The protracted negotiations over the terms of the UK’s withdrawal from the EU have brought into stark focus the prospects of a ‘hard’ Brexit.

One of the well-publicised consequences of this would be that the UK would have to rely on general World Trade Organisation (WTO) rules to trade with the EU (and vice versa). This would represent a dramatic change for companies that trade or provide services cross-border, and some believe it would have a damaging impact on many sectors of the UK economy.

This briefing note explains the UK’s process for becoming a fully independent member of the WTO, provides a short introduction to key WTO concepts and describes some of the main consequences for businesses operating in such a trading regime post-Brexit.
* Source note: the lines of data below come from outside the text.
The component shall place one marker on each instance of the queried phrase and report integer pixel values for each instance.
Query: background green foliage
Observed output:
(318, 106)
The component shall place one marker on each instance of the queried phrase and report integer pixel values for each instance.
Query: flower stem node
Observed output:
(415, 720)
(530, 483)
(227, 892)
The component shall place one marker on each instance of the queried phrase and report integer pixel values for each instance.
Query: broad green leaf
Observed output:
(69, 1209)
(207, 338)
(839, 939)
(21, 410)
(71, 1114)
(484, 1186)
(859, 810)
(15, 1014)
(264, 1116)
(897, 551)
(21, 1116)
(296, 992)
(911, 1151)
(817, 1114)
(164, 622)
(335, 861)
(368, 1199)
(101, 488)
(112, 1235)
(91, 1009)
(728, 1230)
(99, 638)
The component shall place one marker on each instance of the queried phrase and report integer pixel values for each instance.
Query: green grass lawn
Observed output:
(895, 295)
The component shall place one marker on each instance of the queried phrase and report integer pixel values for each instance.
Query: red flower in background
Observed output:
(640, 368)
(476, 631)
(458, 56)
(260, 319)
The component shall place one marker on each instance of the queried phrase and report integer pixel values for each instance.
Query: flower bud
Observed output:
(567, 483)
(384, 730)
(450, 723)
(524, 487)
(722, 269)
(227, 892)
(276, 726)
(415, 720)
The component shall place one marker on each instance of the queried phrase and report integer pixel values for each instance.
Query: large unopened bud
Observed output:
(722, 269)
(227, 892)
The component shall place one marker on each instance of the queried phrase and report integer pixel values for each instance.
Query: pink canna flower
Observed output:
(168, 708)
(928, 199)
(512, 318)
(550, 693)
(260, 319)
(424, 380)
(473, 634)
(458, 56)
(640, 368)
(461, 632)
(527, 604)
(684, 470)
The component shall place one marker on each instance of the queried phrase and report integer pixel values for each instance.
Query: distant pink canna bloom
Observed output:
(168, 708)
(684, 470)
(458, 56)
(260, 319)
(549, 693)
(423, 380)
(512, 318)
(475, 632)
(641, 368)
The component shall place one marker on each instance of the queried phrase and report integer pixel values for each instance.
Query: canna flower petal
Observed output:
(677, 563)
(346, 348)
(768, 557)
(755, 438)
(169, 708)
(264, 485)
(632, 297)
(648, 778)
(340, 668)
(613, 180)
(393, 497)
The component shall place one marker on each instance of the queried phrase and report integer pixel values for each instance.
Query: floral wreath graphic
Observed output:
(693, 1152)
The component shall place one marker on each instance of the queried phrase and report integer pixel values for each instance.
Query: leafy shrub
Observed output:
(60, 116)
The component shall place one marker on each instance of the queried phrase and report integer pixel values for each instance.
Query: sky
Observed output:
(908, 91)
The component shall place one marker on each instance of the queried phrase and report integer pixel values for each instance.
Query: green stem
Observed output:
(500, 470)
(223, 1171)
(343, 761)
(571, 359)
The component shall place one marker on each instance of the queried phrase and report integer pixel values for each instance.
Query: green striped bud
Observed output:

UK becoming a fully independent member of the WTO

As a co-founder of the General Agreement on Tariffs and Trade (GATT - the WTO’s predecessor), the UK is a member of the WTO in its own right. However, under the EU Treaty, the EU institutions have exclusive competence over international trade matters, including WTO issues. The UK has, therefore, largely been trading on the basis of the EU’s WTO goods and services schedules2 of concessions and commitments, in particular the common external tariff that sets the maximum duties that apply to imports of goods from third countries.

In order to become a fully independent member of the WTO and to reduce disruption following the UK’s withdrawal from the EU, the UK submitted its draft goods and services schedules to the WTO last year.3 To all intents and purposes, these replicate the existing applicable EU schedules. The UK had hoped that the process for “certifying” its WTO schedules.